Dopo gli anni ‘70, in particolare negli anni ‘90, si assiste ad un’inversione di marcia: la

considerazione della percezione fisica come ente neutrale, non oggetta a distinzioni raziali, di

genere ed economiche, sembra essere riduttiva5.

Assistiamo al ritorno della Phenomenological Installation Art con l’artista danese Olafur

Eliasson. Volendo modificare la convenzionale percezione che lo spettatore ha della struttura del

museo, attuando in esso un’attitudine critica, Eliasson, conosciuta per le sue installazioni fatte di

materiali naturali: aria, acqua, terra, ghiaccio, luce, simula fenomeni naturali in ambienti artificiali,

rendendo possibile un effetto di corto circuito nella percezione del visitatore.

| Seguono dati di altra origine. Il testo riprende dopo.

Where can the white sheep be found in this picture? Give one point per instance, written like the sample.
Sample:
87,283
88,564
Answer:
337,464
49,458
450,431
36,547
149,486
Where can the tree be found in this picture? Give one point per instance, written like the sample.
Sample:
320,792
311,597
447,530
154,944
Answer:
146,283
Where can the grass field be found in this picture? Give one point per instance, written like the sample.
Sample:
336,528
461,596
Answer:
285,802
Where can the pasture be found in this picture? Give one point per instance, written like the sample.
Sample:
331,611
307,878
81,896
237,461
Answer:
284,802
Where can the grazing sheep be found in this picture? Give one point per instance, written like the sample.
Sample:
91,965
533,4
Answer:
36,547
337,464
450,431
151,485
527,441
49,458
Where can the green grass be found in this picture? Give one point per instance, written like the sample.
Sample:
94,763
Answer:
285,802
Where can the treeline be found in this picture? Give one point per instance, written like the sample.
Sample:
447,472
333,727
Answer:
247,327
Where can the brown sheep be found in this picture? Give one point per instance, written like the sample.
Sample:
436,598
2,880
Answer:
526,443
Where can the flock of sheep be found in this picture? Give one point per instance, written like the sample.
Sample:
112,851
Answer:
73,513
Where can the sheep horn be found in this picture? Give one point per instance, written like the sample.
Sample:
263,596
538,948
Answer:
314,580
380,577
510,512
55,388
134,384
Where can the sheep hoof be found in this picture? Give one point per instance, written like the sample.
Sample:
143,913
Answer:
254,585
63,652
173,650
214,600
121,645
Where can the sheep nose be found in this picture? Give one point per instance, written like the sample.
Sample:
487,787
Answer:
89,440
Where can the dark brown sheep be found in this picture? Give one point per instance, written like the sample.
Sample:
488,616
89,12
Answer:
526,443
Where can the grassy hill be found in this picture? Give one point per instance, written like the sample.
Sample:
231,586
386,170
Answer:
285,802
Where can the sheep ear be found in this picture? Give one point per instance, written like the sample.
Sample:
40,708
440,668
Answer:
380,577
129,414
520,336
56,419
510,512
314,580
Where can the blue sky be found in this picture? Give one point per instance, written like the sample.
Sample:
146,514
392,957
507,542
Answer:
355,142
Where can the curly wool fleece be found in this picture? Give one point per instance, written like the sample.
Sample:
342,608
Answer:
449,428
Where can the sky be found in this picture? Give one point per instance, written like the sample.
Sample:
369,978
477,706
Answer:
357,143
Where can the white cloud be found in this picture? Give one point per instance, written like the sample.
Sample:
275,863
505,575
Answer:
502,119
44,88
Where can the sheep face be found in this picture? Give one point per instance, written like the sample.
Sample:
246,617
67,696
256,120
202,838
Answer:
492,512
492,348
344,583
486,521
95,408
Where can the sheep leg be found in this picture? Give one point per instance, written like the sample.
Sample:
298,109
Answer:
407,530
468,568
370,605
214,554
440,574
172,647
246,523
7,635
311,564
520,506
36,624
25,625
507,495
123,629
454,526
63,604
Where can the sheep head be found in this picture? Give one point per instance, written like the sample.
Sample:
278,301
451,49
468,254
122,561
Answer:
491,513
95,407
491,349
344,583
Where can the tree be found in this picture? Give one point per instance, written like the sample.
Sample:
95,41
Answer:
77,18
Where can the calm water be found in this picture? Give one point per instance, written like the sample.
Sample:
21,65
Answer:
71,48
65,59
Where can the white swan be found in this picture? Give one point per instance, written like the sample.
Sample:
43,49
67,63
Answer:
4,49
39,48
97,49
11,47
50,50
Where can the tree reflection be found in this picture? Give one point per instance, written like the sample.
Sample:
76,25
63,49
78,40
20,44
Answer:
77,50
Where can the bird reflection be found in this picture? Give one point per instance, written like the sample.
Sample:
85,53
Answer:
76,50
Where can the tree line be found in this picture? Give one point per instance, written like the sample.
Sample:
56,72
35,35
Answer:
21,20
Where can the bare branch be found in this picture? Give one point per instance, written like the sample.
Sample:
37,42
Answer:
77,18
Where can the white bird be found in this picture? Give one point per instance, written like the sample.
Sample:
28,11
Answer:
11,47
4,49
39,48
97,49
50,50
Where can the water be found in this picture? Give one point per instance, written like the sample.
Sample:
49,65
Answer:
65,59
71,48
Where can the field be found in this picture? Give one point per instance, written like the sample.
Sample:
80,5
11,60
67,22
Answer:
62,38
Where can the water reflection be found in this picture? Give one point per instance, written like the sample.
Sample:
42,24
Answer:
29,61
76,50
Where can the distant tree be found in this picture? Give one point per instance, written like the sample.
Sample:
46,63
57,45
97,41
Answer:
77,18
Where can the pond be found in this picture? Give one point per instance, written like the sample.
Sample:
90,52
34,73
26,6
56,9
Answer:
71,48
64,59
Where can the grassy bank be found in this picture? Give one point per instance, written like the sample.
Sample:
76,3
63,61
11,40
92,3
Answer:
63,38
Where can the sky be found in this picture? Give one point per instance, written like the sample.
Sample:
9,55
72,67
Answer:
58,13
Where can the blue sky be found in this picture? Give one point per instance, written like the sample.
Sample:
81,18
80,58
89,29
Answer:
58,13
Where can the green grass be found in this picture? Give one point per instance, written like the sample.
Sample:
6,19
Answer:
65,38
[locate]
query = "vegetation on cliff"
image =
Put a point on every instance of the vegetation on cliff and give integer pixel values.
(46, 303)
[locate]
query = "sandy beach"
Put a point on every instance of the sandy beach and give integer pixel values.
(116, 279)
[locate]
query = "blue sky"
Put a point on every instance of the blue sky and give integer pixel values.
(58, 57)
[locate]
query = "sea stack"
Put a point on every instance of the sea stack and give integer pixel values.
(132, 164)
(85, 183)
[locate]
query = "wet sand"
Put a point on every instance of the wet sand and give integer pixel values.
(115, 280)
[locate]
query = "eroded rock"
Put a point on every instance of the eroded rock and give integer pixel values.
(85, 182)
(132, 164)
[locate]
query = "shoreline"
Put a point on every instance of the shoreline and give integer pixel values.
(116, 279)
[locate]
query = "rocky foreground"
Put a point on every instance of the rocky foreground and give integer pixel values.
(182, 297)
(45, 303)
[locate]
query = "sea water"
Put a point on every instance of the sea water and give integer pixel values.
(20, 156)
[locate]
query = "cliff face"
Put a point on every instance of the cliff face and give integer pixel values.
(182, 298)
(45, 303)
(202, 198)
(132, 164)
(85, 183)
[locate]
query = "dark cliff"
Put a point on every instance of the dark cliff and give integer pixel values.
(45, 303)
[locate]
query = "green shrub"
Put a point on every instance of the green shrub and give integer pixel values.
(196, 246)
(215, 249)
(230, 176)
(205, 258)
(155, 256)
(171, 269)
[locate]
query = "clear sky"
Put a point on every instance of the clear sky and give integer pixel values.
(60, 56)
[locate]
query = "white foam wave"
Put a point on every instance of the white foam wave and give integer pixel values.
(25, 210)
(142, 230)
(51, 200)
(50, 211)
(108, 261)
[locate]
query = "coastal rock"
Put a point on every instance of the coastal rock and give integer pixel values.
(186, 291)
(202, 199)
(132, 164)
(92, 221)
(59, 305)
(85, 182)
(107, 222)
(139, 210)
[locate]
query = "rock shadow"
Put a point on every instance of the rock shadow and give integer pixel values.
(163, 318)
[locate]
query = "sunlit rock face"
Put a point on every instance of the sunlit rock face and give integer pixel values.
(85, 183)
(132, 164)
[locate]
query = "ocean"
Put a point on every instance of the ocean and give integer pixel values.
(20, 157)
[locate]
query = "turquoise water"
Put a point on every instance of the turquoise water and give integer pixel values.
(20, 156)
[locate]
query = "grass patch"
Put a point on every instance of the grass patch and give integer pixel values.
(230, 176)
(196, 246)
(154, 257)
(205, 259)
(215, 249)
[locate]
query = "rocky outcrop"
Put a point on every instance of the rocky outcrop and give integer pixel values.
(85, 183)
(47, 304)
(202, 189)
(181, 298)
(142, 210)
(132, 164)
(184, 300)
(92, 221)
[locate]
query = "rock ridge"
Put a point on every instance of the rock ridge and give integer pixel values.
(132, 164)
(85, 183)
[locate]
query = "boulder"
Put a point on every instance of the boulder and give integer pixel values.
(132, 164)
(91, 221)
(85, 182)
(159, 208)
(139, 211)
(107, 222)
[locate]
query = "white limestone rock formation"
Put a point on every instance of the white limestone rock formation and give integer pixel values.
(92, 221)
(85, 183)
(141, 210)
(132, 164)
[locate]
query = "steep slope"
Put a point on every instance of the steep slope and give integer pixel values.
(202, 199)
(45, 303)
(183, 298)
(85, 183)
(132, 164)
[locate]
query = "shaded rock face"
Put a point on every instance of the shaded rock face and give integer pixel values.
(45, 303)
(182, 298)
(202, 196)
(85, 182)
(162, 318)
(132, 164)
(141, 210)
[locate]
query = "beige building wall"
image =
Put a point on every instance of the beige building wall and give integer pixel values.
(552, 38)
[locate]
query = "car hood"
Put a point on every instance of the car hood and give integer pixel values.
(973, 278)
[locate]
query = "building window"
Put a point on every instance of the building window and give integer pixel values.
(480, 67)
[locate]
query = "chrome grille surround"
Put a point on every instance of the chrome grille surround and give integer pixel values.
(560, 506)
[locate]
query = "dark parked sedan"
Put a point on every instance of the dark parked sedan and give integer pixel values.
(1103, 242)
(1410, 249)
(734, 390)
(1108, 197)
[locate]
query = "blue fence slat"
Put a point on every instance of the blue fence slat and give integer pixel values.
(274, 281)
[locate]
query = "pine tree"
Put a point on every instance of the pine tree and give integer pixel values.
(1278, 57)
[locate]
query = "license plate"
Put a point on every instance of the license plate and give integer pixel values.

Arcobaleni artificiali

(Beauty, 1993), nuvole fluttuanti e nebbia invadono enormi spazi espositivi, come in The Weather

project (1993), scatenando nello spettatore una presa di coscienza non solo della sua esperienza

fisica nell’opera, ma anche della propria posizione in relazione all’autorità dell’istituzione che lo

ospita.

Mimetic Engulfment

La mimesi come perdita di personalità è una tesi sviluppata, grazie allo studio dei fenomeni

della mimesi negli insetti, dal teorico francese Roger Callois, nel saggio Mimicy and Legendary

Psychastenia (1935).
5
La Bishop, in questo caso, fa riferimento in particolare alle teorie femministe e post-strutturaliste, citando autori come
Michel Faucoult e Jaques Derrida.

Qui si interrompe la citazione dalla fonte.